La scoperta del sistema Striano

Il sistema Striano sarebbe stato scoperto grazie ad un esposto alla Procura di Roma effettuato dal Ministro Crosetto dopo la pubblicazione su Il Domani, il 27 ottobre 2022, dei suoi compensi. Da quel momento gli inquirenti scoprono la realtà dietro a quelle informazioni. I dati finanziari di Crosetto sarebbero stati rivelati dal finanziere Pasquale Striano.

Ma non solo. A quanto pare la chiave di accesso di Striano, che gli inquirenti hanno usato per scoprire chi avesse scaricato i file, sarebbe stata collegata a decine di migliaia di altri documenti. A gennaio 2023 Striano viene, quindi, ufficialmente indagato. Ed è proprio a quel punto che Striano avrebbe affermato di aver fatto quelle ricerche per ordine di un suo superiore, il pm antimafia Antonio Laudati. L’inchiesta passò così al Procuratore capo di Perugia, Raffaele Cantone.

Spiati i politici del centrodestra

Le indagini sono proseguite fino ad arrivare al 2024 quando è stato rivelato che Striano avrebbe spiato almeno 300 tra politici del centrodestra ed imprenditori.
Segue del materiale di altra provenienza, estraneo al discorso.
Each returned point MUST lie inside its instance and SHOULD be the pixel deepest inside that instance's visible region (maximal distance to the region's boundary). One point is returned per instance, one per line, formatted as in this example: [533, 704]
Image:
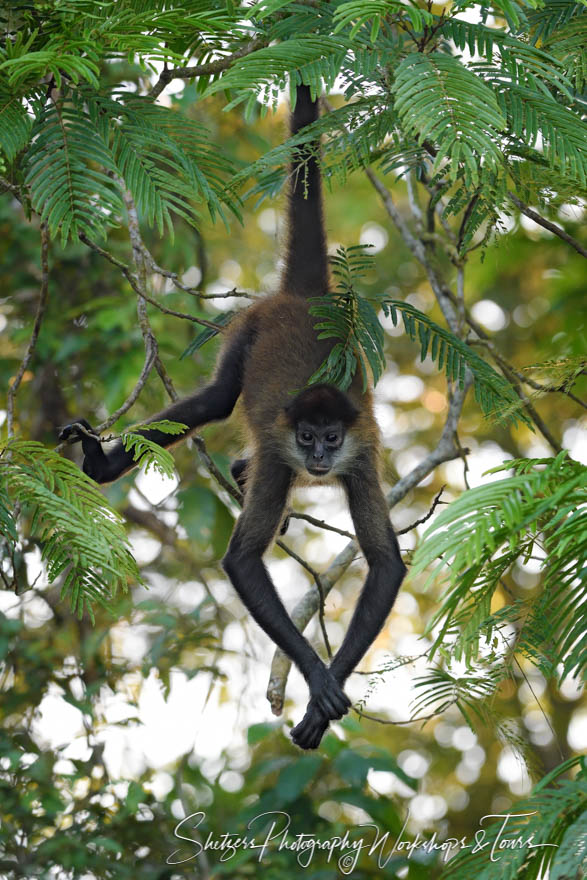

I documenti riguarderebbero principalmente politici del centrodestra ed, infatti, sarebbero stati usati per costruire tutti i dossier di quegli anni sul centrodestra.

Striano avrebbe, quindi, effettuato incursioni informatiche irregolari e quindi passato documenti riservati ottenuti in maniera illecita ai giornalisti Giovanni Tizian, Stefano Vergine e Nello Trocchia, indagati in concorso per gli stessi reati. Ma, secondo gli inquirenti, questi non sarebbe stati dei meri richiedenti informazioni, bensì dei veri e propri “istigatori”. E tutto ciò sarebbe avvenuto nell’arco di tempo dal 2018 al 2022, mentre il Procuratore nazionale antimafia era Federico Cafiero De Raho, oggi parlamentare del Movimento 5 Stelle e vicepresidente della Commissione Antimafia.

La Commissione Antimafia: “Giornalisti indicavano nominativi, procedimenti e soggetti”

“Il rapporto di Tizian, Vergine e Striano, non era né sporadico né limitato episodi isolati: esso aveva le caratteristiche di una relazione strutturale, consolidata nel tempo, caratterizzata da una fitta interlocuzione in cui erano gli stessi giornalisti a sollecitare l’acquisizione di informazioni specifiche”, così in una nota la Commissione Antimafia parla del caso Striano, proseguendo poi, “i giornalisti indicavano nominativi, procedimenti, soggetti politici e contesti da verificare, chiedendo direttamente alla fonte di accedere a banche dati riservati e a registri giudiziari coperti da segreto.

Per quanto riguarda il ruolo di Cafiero De Raho, si legge negli stralci della relazione pubblicati da Il Giornale, “emerge in modo evidente non un quadro di inconsapevolezza o di mera superficialità, ma al contrario l’immagine di un protagonista, per aver egli stesso adottato o controfirmato provvedimenti organizzativi riguardanti la gestione delle s.o.s. (le Segnalazioni di operazioni sospette provenienti dalla Banca d’Italia) pienamente consapevole delle prassi irregolari in uso nel suo ufficio, delle vulnerabilità del sistema e dei vantaggi operativi che tali vulnerabilità gli garantivano in termini di libertà, elasticità e possibilità di intervento in fatti di forte impatto pubblico ed oltremodo sensibili politicamente”.